The Kohler 10 horse and 12 horse engines use the same crankshaft and rod..... which means the stroke is the same. What differs is the size of the bore.
Kohler decided to cast blocks with extra thick cylinder walls. Some blocks were then bored for the ten horse pistons while other blocks were bored for the 12 horse pistons. The only way to figure out the HP of your engine is to remove the head..... which is not a big deal....and should be done anyway periodically to remove carbon.... and measure the bore diameter.
As noted, Kohler also made many different oil pans to bolt up to their basic engine blocks. All engines came with a SPEC or Specification number noted on the ID tag. Manufacturers could SPEC which oil pan they wanted, which alternator coil amperage, whether they wanted a starter/generator or an alternator/starter and if the engine was to be on gasoline or propane.

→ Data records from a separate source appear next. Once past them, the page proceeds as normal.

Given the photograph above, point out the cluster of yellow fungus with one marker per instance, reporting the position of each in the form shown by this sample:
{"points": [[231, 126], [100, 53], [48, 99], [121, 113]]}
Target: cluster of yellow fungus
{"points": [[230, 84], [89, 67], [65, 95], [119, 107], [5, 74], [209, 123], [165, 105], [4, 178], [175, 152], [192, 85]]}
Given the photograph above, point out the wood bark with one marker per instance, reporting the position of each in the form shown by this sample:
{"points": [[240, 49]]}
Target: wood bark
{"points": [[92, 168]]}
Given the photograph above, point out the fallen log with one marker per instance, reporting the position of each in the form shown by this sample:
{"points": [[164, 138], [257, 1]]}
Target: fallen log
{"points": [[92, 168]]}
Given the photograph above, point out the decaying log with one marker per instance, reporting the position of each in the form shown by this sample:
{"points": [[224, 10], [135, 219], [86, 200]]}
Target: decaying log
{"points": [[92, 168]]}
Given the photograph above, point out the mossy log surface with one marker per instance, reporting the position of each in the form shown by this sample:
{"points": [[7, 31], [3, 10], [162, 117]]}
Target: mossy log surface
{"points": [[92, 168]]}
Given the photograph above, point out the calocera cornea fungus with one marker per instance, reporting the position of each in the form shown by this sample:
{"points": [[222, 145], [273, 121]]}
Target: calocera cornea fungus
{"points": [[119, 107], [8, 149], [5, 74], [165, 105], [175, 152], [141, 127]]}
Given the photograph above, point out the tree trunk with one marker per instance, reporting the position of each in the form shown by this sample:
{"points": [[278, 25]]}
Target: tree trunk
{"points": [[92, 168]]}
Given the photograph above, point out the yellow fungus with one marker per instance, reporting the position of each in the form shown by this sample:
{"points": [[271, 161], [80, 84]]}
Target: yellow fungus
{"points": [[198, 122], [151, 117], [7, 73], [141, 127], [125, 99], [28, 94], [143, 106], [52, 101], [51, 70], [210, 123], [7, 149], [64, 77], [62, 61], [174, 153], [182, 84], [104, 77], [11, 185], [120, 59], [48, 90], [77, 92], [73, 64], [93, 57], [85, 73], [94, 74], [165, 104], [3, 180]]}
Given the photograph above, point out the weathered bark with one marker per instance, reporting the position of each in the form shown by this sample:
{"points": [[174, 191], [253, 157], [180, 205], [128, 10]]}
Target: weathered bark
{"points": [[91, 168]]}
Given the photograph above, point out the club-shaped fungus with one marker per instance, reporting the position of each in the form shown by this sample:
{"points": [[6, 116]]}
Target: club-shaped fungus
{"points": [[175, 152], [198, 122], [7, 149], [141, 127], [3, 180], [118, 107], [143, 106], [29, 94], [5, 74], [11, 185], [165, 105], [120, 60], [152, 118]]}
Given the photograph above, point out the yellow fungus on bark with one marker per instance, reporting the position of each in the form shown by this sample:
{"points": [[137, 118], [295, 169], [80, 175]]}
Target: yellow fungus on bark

If the oil pan obviously does not fit the frame of your tractor then it is equally obvious that the engine has an entirely different SPEC and it came from a completely different tractor. If it works, then it does not matter UNLESS..... you intend to conduct a proper restoration. At that point, you need to seek out an engine from the same model tractor as you have.
Checking the crank output side of the block for the identifying mark in the casting means nothing because many of the K-241 blocks became K-301 blocks by way of the boring bar at the time of manufacture.